Schütt Heiko H, Rothkegel Lars O M, Trukenbrod Hans A, Engbert Ralf, Wichmann Felix A
Neural Information Processing Group, Universität Tübingen, Tübingen, Germany.
Experimental and Biological Psychology, University of Potsdam, Potsdam, Germany.
J Vis. 2019 Mar 1;19(3):1. doi: 10.1167/19.3.1.
Bottom-up and top-down as well as low-level and high-level factors influence where we fixate when viewing natural scenes. However, the importance of each of these factors and how they interact remains a matter of debate. Here, we disentangle these factors by analyzing their influence over time. For this purpose, we develop a saliency model that is based on the internal representation of a recent early spatial vision model to measure the low-level, bottom-up factor.
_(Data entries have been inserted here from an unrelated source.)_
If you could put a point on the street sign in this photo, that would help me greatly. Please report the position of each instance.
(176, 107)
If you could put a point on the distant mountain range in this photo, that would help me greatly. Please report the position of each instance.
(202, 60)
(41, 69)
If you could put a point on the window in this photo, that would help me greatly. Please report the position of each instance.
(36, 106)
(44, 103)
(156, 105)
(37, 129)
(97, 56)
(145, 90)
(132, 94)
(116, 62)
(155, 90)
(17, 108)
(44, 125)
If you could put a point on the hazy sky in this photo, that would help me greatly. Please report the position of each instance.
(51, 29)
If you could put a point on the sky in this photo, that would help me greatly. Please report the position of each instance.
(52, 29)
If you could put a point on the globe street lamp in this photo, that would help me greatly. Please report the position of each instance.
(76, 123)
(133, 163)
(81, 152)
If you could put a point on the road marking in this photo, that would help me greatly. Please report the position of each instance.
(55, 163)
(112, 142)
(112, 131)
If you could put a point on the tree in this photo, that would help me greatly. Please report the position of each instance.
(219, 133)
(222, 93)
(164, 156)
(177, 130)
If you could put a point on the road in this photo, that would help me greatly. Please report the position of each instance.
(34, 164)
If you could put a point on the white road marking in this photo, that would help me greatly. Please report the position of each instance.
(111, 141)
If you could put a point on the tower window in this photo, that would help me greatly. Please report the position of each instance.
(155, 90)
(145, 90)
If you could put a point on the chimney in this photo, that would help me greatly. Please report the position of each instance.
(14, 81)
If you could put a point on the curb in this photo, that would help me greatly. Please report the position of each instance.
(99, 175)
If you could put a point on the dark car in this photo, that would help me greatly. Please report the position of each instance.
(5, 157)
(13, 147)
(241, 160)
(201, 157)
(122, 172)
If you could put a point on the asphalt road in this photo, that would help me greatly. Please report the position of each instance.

To measure the influence of high-level, bottom-up features, we use a recent deep neural network-based saliency model. To account for top-down influences, we evaluate the models on two large data sets with different tasks: first, a memorization task and, second, a search task. Our results lend support to a separation of visual scene exploration into three phases: the first saccade, an initial guided exploration characterized by a gradual broadening of the fixation density, and a steady state that is reached after roughly 10 fixations. Saccade-target selection during the initial exploration and in the steady state is related to similar areas of interest, which are better predicted when including high-level features. In the search data set, fixation locations are determined predominantly by top-down processes. In contrast, the first fixation follows a different fixation density and contains a strong central fixation bias. Nonetheless, first fixations are guided strongly by image properties, and as early as 200 ms after image onset, fixations are better predicted by high-level information. We conclude that any low-level, bottom-up factors are mainly limited to the generation of the first saccade. All saccades are better explained when high-level features are considered, and later, this high-level, bottom-up control can be overruled by top-down influences.
自下而上和自上而下以及低级和高级因素会影响我们在观看自然场景时的注视位置。然而,这些因素各自的重要性以及它们如何相互作用仍是一个有争议的问题。在这里,我们通过分析它们随时间的影响来理清这些因素。为此,我们开发了一种显著性模型,该模型基于最近的早期空间视觉模型的内部表示来测量低级、自下而上的因素。为了测量高级、自上而下特征的影响,我们使用了一种基于深度神经网络的最新显著性模型。为了考虑自上而下的影响,我们在两个具有不同任务的大数据集上评估这些模型:第一,一个记忆任务;第二,一个搜索任务。我们的结果支持将视觉场景探索分为三个阶段:第一次扫视、以注视密度逐渐扩大为特征的初始引导探索,以及在大约10次注视后达到的稳定状态。初始探索和稳定状态期间的扫视目标选择与相似的感兴趣区域相关,当包含高级特征时,这些区域能得到更好的预测。在搜索数据集中,注视位置主要由自上而下的过程决定。相比之下,第一次注视遵循不同的注视密度,并且包含强烈的中央注视偏向。尽管如此,第一次注视受到图像属性的强烈引导,并且在图像呈现后最早200毫秒,注视就能通过高级信息得到更好的预测。我们得出结论,任何低级、自下而上的因素主要限于第一次扫视的产生。当考虑高级特征时,所有扫视都能得到更好的解释,并且在后期,这种高级、自上而下的控制可能会被自上而下的影响所推翻。